I keep hearing about multi-touch as if it is the greatest thing since sliced bread. It started with the great and famous talk at TED from Jeff Han, and has been “acquired” by Apple ever since. They keep heralding it’s differentiation as a multi-touch vendor, and many have followed in their footsteps: the Palm pre and pixel feature it, and so does the Motorola Droid. Microsoft has surface, and there is even an Asus Eee with it. Every time it is talked up as if it is the most important feature, but every time it is done with the same examples.
So far the only useful multi-touch gestures have been pinch-to-zoom and rotate.Pinch-to-zoom is nice, especially as a demo, but it is not very usable. You can only pinch a very short distance and there is no momentum - so you have to keep pinching if you want to zoom right in. You could combine hold a left finger and zooming with a right finger, but I would be surprised if anybody does that regularly (do try it in iPhone photo: it does not work).
Rotate with two fingers is also a great demo feature, but on a small screen it is a pain because rotating means covering most of the picture with your fingers so you cannot see what you’re doing.

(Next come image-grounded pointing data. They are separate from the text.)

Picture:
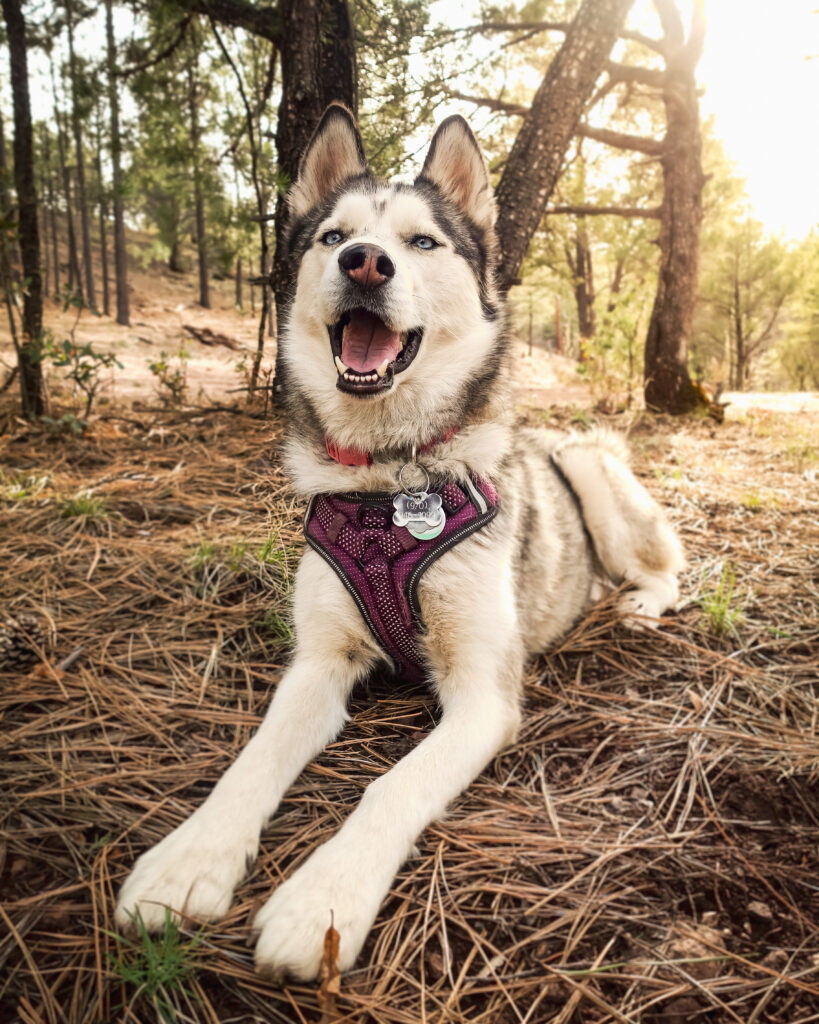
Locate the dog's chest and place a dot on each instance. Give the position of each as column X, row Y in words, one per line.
column 381, row 562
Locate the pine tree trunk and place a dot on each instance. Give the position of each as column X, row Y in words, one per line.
column 199, row 199
column 536, row 157
column 5, row 198
column 318, row 67
column 82, row 195
column 120, row 254
column 52, row 212
column 103, row 248
column 43, row 231
column 75, row 280
column 667, row 385
column 584, row 289
column 29, row 361
column 102, row 208
column 175, row 262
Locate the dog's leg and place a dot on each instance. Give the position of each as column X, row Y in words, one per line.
column 347, row 879
column 632, row 538
column 195, row 869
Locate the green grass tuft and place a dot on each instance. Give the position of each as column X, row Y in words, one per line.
column 157, row 966
column 721, row 612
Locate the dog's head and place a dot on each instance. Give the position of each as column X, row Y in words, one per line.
column 394, row 314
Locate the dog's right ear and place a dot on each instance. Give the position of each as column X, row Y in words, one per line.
column 334, row 154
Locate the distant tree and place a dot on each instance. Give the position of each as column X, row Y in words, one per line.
column 536, row 157
column 798, row 351
column 80, row 113
column 746, row 285
column 316, row 51
column 120, row 254
column 28, row 229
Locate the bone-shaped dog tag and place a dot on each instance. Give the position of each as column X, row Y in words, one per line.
column 421, row 513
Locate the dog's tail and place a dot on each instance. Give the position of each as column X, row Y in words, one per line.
column 599, row 437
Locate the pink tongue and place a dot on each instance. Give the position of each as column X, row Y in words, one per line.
column 367, row 342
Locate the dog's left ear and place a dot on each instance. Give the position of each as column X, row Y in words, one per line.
column 334, row 154
column 456, row 165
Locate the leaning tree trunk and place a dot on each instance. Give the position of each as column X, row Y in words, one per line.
column 75, row 280
column 76, row 120
column 52, row 211
column 199, row 198
column 536, row 157
column 120, row 256
column 318, row 67
column 317, row 50
column 102, row 209
column 667, row 385
column 30, row 372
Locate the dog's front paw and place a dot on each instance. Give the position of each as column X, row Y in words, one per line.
column 194, row 871
column 292, row 925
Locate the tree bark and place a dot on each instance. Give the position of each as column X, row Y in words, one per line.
column 44, row 259
column 75, row 279
column 536, row 157
column 90, row 289
column 199, row 198
column 52, row 212
column 29, row 356
column 120, row 254
column 103, row 215
column 316, row 45
column 667, row 385
column 584, row 288
column 318, row 67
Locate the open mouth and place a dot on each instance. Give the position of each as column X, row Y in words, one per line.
column 369, row 353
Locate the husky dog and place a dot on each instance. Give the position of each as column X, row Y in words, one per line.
column 397, row 380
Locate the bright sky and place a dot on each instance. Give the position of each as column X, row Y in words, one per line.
column 764, row 94
column 759, row 84
column 761, row 89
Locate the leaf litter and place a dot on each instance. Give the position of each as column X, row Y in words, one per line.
column 646, row 851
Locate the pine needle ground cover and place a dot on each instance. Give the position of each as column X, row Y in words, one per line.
column 647, row 851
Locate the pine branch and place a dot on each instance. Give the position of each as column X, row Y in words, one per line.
column 601, row 211
column 164, row 54
column 643, row 76
column 620, row 140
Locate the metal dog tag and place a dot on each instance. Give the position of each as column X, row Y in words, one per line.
column 422, row 514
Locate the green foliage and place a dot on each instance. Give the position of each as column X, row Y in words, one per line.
column 721, row 605
column 746, row 282
column 156, row 966
column 20, row 488
column 171, row 376
column 798, row 351
column 84, row 361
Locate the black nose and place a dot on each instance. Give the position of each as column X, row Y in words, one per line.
column 367, row 265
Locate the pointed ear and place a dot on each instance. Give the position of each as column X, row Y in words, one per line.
column 456, row 165
column 334, row 154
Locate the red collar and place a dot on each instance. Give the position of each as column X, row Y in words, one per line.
column 355, row 457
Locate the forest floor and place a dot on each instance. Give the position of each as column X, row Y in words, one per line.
column 648, row 850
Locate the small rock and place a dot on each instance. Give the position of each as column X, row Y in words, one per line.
column 760, row 910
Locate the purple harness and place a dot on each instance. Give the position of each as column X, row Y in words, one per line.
column 381, row 563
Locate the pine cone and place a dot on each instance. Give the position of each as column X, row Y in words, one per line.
column 18, row 639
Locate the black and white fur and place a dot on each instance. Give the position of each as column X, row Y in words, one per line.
column 500, row 596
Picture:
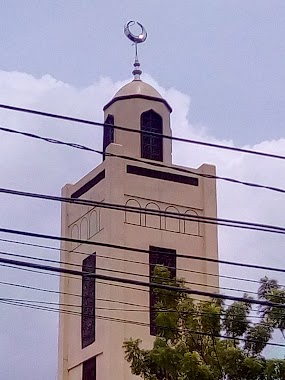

And anyway, rotating the actual device is much easier. Rotate is therefore not even supported on the iPhone (not in photo nor in map application).
So is there anything else? Not much. Video games sometimes require multi-touch, but usually that can also be easily handled with single touch. Other actions like making two-fingered drag different than one-fingered drag are implemented on MacBooks, but all are ways to scroll, zoom and rotate in different ways. This is similar to all those control, alt and shift combinations; in programs that I have used for more than 10 years I still have to try and see which one it was that did what I want to do.
Is multi-touch a technology push? A solution looking for a problem? What is the point of multi-touch?